This is why limousine liberals of Stone’s sort have deserted the antiwar movement in droves: just as Roosevelt’s war was the “good war,” so Obama’s wars are considered equally righteous. Obama was elected, with their enthusiastic support, on a promise to fight the Afghan war — the “good war” — and be done with Bush’s half-measures. The Libyan intervention was treated by the liberal media as yet another “good war,” the 21st century equivalent of the Spanish Civil War recalled by Stone with such partisan passion. And the same crowd is even now agitating for direct US military support to the Syrian “revolutionaries,” whose terrorist allies and leaders are apparently today’s version of the heroic Spanish Republicans. Gadhafi and Assad are the new Hitlers, albeit of the tinpot variety, whose overthrow is to be followed by yet another “good” war against the Iranian Hitler.
The desertion of the “progressives” from the ranks of the peace movement has been widely noted, and is invariably attributed to partisan loyalty: Bush’s wars were bad, according to this analysis, while Obama’s are good, because the former is a Republican while the latter is the darling of the left-wing of the Democratic party. There is less truth in this than you might imagine: the theory describes a real phenomenon, but doesn’t quite tell the whole story.
The vision of our “progressives” is inherently internationalist, and interventionist, simply because it ascribes superhuman powers to the instrument of government, and specifically the American government — which they just happen to control at the moment. The progressive values of Democracy, racial Diversity, and the secular Divinity of the State are proclaimed as universal: that means their strictures must be imposed on everyone in the world — at gunpoint, if necessary.
All in all, the first chapter of Stone’s Untold History is an embarrassment, one he will have a hard time living down no matter what he has to say in the chapters to follow.

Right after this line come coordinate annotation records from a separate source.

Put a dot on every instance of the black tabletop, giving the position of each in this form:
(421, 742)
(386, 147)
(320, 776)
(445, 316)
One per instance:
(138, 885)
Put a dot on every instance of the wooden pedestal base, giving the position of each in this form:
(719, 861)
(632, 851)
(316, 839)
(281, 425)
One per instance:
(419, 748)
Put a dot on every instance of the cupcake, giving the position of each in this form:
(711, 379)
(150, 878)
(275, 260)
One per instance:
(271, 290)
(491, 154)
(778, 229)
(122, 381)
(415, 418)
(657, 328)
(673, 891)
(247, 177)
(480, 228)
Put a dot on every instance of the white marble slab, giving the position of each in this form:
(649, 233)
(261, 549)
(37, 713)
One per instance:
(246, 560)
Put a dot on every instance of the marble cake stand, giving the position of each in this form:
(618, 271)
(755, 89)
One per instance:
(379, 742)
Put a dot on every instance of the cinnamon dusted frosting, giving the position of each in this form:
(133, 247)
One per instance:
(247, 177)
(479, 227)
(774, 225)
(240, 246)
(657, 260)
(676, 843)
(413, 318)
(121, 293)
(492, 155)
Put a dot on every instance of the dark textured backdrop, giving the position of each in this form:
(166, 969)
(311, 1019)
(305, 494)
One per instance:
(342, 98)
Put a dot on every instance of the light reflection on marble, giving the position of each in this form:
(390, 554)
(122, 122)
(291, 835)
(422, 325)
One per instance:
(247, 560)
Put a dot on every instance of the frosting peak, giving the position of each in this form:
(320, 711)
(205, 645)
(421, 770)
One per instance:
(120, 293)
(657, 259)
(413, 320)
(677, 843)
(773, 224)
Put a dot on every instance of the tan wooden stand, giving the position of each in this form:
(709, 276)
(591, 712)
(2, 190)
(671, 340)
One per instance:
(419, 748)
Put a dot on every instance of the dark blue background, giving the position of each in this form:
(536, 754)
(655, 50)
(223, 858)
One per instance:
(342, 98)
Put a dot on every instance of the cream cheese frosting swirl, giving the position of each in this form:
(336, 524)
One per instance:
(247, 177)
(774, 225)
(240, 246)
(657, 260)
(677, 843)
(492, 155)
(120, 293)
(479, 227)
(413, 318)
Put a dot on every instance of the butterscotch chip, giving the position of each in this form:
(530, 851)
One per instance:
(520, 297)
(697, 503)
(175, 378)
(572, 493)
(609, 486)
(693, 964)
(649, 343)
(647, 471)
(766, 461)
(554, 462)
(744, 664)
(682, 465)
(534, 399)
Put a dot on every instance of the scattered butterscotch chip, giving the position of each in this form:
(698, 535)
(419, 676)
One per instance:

His right-wing critics will no doubt accuse him of giving a Stalinist account of history, but I would disagree: his sympathies are clearly Trotskyist. Indeed, Trotsky gets a prominent cameo in this production, including an account of his assassination at Stalin’s order: the dead giveaway is when Stone solemnly notes that Stalin’s purge of the Red Army’s top commanders imperiled the survival of the Soviet Union during World War II. A real Stalinist would have completely glossed over the gulag: as it is, Stone gives it a single mention in passing.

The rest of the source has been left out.